Manage NetQ Agents
Run the following commands to view the status of an agent, disable an agent, manage logging, and configure the events the agent collects.
View NetQ Agent Status
The syntax for the NetQ Agent status command is:
netq [<hostname>] show agents
[fresh | dead | rotten | opta]
[around <text-time>]
[json]
You can view the status for a given switch, host or NetQ appliance or virtual machine. You can also filter by the status and view the status at a time in the past.
To view the current status of all NetQ Agents, run:
cumulus@switch~:$ netq show agents
To view NetQ Agents that are not communicating, run:
cumulus@switch~:$ netq show agents rotten
No matching agents records found
To view NetQ Agent status on the NetQ appliance or VM, run:
cumulus@switch~:$ netq show agents opta
Matching agents records:
Hostname Status NTP Sync Version Sys Uptime Agent Uptime Reinitialize Time Last Changed
----------------- ---------------- -------- ------------------------------------ ------------------------- ------------------------- -------------------------- -------------------------
netq-ts Fresh yes 3.2.0-ub18.04u30~1601393774.104fb9e Mon Sep 21 16:46:53 2020 Tue Sep 29 21:13:07 2020 Tue Sep 29 21:13:07 2020 Thu Oct 1 16:29:51 2020
View NetQ Agent Configuration
You can view the current configuration of a NetQ Agent to determine what data it collects and where it sends that data.
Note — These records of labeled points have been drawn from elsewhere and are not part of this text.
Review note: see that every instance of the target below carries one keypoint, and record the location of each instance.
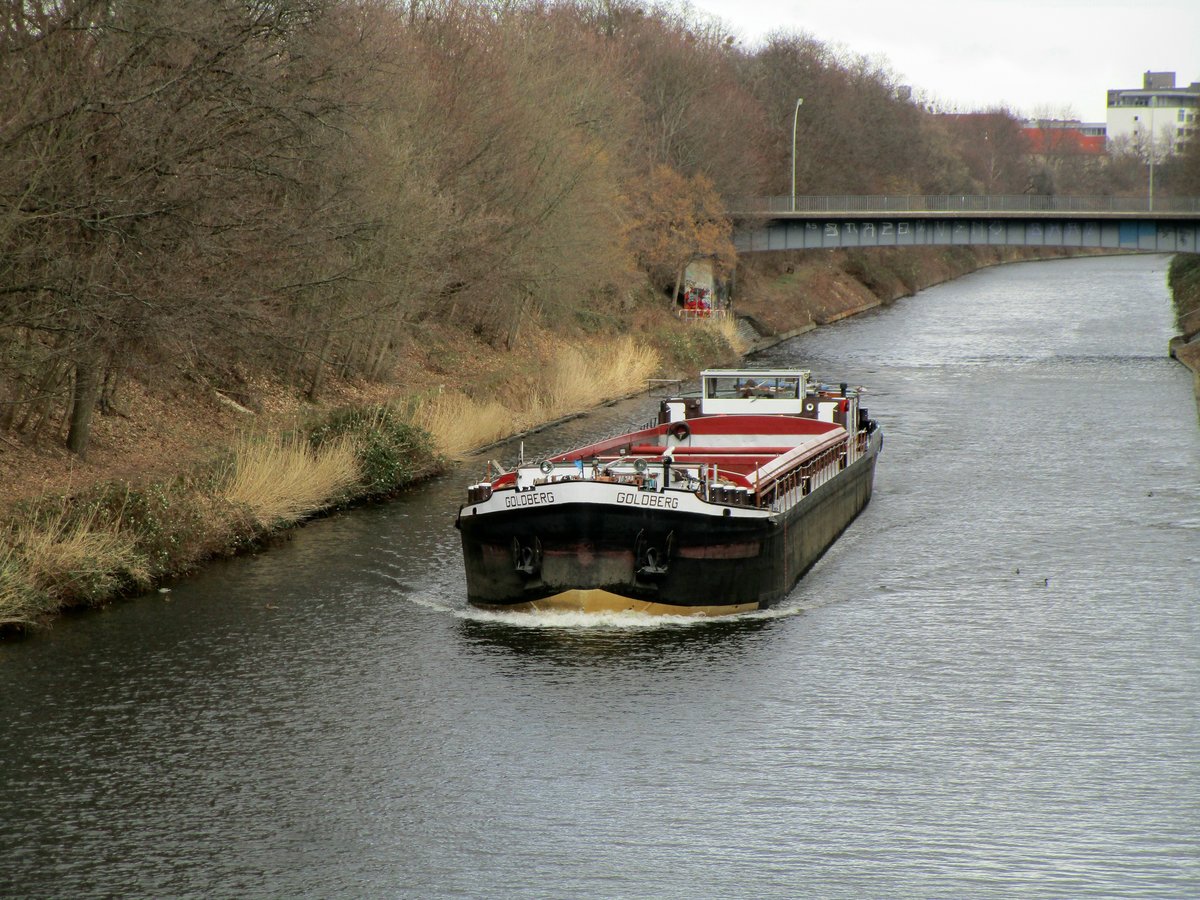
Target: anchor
(651, 562)
(527, 559)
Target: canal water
(988, 688)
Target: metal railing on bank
(963, 203)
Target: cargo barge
(715, 508)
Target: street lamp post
(796, 117)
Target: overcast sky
(1055, 55)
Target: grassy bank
(117, 538)
(1183, 277)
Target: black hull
(610, 557)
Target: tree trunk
(83, 403)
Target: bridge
(1121, 223)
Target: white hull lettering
(529, 499)
(648, 499)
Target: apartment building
(1156, 118)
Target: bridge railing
(961, 203)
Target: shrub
(390, 450)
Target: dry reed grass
(66, 558)
(283, 480)
(460, 424)
(577, 378)
(726, 329)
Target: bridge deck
(771, 223)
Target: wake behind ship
(717, 508)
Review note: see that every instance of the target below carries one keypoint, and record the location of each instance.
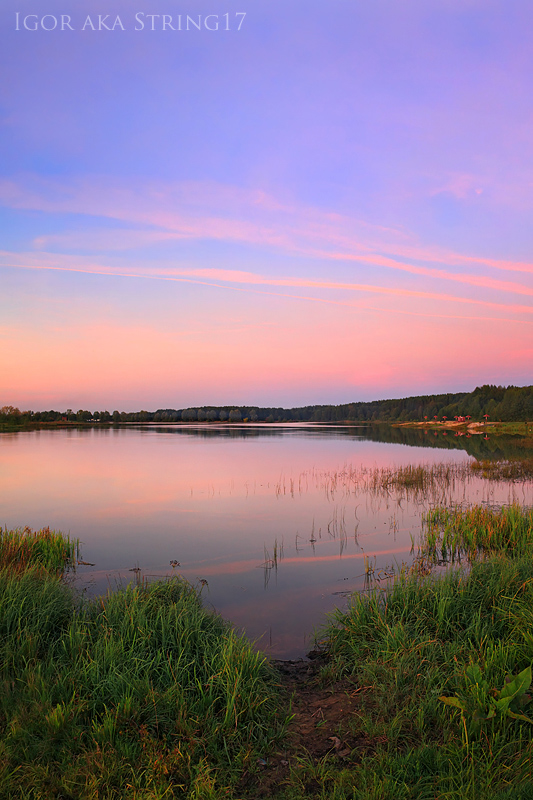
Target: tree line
(499, 403)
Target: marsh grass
(430, 482)
(406, 647)
(142, 693)
(23, 547)
(516, 469)
(456, 533)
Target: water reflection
(274, 524)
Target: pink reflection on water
(219, 505)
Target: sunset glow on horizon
(324, 203)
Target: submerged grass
(142, 693)
(451, 534)
(412, 645)
(23, 547)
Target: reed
(404, 649)
(141, 693)
(21, 548)
(451, 534)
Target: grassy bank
(422, 691)
(141, 694)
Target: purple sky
(331, 203)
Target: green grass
(450, 534)
(413, 644)
(516, 469)
(141, 694)
(22, 547)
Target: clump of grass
(517, 469)
(407, 647)
(450, 534)
(22, 548)
(142, 693)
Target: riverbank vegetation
(421, 687)
(494, 403)
(141, 694)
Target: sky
(263, 202)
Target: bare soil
(324, 724)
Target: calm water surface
(270, 518)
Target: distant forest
(500, 403)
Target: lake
(275, 523)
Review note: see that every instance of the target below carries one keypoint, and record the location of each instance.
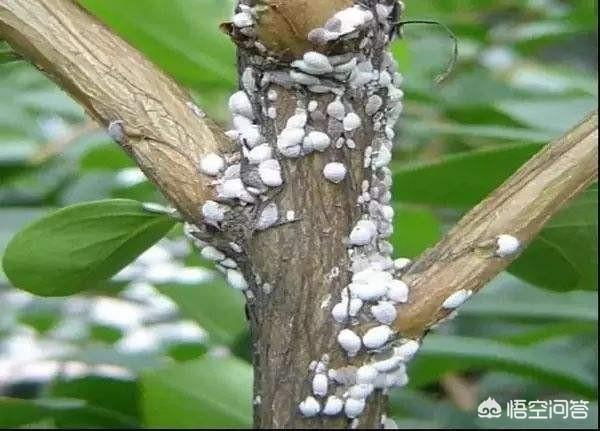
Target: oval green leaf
(211, 392)
(77, 247)
(459, 180)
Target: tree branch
(466, 258)
(161, 128)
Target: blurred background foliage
(165, 342)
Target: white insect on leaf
(242, 19)
(333, 406)
(353, 407)
(397, 291)
(270, 173)
(360, 391)
(457, 299)
(349, 341)
(239, 104)
(335, 172)
(363, 233)
(213, 212)
(297, 121)
(259, 154)
(507, 245)
(304, 78)
(366, 374)
(384, 312)
(319, 384)
(387, 365)
(310, 407)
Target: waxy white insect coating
(384, 312)
(363, 233)
(316, 141)
(457, 299)
(239, 104)
(242, 19)
(303, 78)
(212, 254)
(320, 383)
(360, 391)
(333, 406)
(270, 173)
(352, 18)
(377, 337)
(211, 164)
(367, 291)
(349, 341)
(397, 291)
(353, 407)
(213, 212)
(259, 154)
(233, 189)
(314, 63)
(507, 245)
(366, 374)
(334, 172)
(351, 121)
(310, 407)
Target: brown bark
(114, 82)
(465, 258)
(291, 325)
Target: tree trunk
(295, 272)
(305, 263)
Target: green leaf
(443, 353)
(183, 38)
(105, 157)
(415, 229)
(508, 297)
(217, 308)
(459, 180)
(211, 392)
(557, 115)
(119, 395)
(564, 255)
(64, 413)
(77, 247)
(479, 131)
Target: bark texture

The syntax for this command is:
sudo netq config show agent
[cpu-limit|frr-monitor|kubernetes-monitor|loglevel|ssl|stats|wjh|wjh-threshold]
[json]
The following example shows a NetQ Agent in an on-premises deployment, talking to an appliance or VM at 127.0.0.1 using the default ports and VRF. There is no special configuration to monitor Kubernetes, FRR, interface statistics, or WJH, and there are no limits on CPU usage or change to the default logging level.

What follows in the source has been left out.